Turzako Ermita
AtrásLa Ermita de Turza, conocida formalmente como la Iglesia de Santa Elena, se presenta como un punto de interés con una dualidad marcada. Para algunos, es un evocador vestigio histórico en un paraje natural sereno; para otros, una decepción por su estado de abandono. Situada en la aldea de Turza, perteneciente a Ezcaray, lo que en su día fue un centro neurálgico para las comunidades cercanas es hoy un esqueleto de piedra que narra una historia de despoblación y olvido.
Un Pasado de Origen Románico
El principal valor de esta edificación radica en su historia. Con un origen que se remonta al románico, la iglesia fue posteriormente reconstruida y ampliada durante el siglo XVI, adoptando elementos barrocos. Antiguamente, no solo servía como lugar de culto bajo la advocación de Santa Elena, sino que también era un punto de encuentro vital para los habitantes de la zona, que acudían a ella al no disponer de otros servicios en sus localidades. Su arquitectura, aunque deteriorada, todavía deja entrever su estructura de mampostería con sillería en las esquinas. El elemento más visible y fotogénico es su espadaña de dos cuerpos, diseñada para albergar dos campanas en su nivel inferior y una imagen del Arcángel San Miguel (o San Gabriel según otras fuentes) en el hueco superior. Hoy, todos estos espacios permanecen vacíos, mudos testigos de un pasado más vibrante.
La Realidad Actual: Estado de Ruina Total
Es fundamental ser claros sobre el estado actual del templo. La Ermita de Turza se encuentra en una situación de "ruina total". Esta condición llevó a que en 2021 la asociación Hispania Nostra la incluyera en su Lista Roja del Patrimonio, una catalogación para monumentos en riesgo de desaparición que carecen de protección legal específica. Las bóvedas que una vez cubrieron la nave se han derrumbado por completo, y su interior, donde antiguamente se encontraba un osario, está ahora inaccesible, invadido por zarzas, maleza y árboles de gran tamaño. Los esfuerzos pasados de los vecinos por colocar cerchas para evitar el colapso de los muros han resultado insuficientes. Esta realidad explica las valoraciones dispares de los visitantes: mientras que algunos aprecian su melancólica belleza y valor histórico, otros expresan su decepción con calificaciones bajas, probablemente esperando encontrar un edificio conservado.
¿Es Posible Encontrar Horarios de Misas?
Dada su condición, es crucial aclarar un punto para quienes buscan información sobre iglesias y horarios de misas en la zona.
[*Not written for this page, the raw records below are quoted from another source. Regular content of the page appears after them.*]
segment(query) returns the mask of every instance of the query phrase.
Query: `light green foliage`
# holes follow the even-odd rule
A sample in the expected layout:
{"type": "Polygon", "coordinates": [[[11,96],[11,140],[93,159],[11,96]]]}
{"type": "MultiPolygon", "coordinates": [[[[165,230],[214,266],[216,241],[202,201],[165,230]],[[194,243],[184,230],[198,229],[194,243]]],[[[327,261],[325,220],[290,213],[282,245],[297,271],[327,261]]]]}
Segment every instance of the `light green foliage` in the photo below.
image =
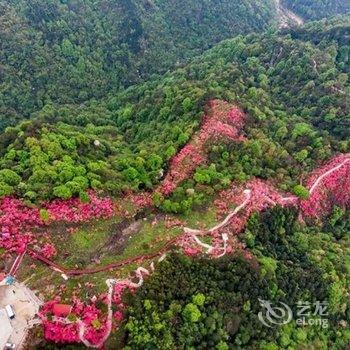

En la Ermita de Turza o Iglesia de Santa Elena no se celebra ningún tipo de servicio religioso. No hay misas, romerías ni celebraciones de ningún tipo. Su función como lugar de culto activo ha cesado por completo debido a su estado ruinoso. Por lo tanto, si su interés es asistir a una celebración eucarística, deberá buscar otras iglesias en La Rioja que sí estén operativas. El valor de este lugar es puramente patrimonial, paisajístico y sentimental, no funcional desde una perspectiva religiosa.
La Experiencia del Visitante
A pesar de su estado, la visita a la Ermita de Turza puede ser gratificante si se acude con las expectativas correctas. El entorno es uno de sus grandes atractivos. Se accede a la aldea a través de una carretera que atraviesa un impresionante hayedo, ofreciendo ya un trayecto pintoresco. La ermita se asienta sobre una pequeña pradera bien cuidada que, especialmente en verano, se convierte en un lugar ideal para el descanso. Las paredes que aún se mantienen en pie proyectan una sombra bienvenida para los excursionistas y ciclistas que recorren los caminos de la zona. Es un destino perfecto para:
- Amantes de la historia y la arquitectura: que pueden apreciar los restos de su construcción románica y barroca.
- Fotógrafos: que encontrarán en sus ruinas y en el contraste con el paisaje un motivo de gran belleza plástica.
- Senderistas y amantes de la naturaleza: que pueden integrarla como una parada en sus rutas por la Sierra de la Demanda.
En definitiva, la Turzako Ermita no es una iglesia funcional, sino un monumento a la memoria de la vida rural de antaño. Es un lugar que invita a la reflexión sobre el paso del tiempo y la fragilidad del patrimonio. Visitarla es asomarse a un pasado que se resiste a desaparecer por completo, sostenido por los muros que aún guardan el eco de su historia.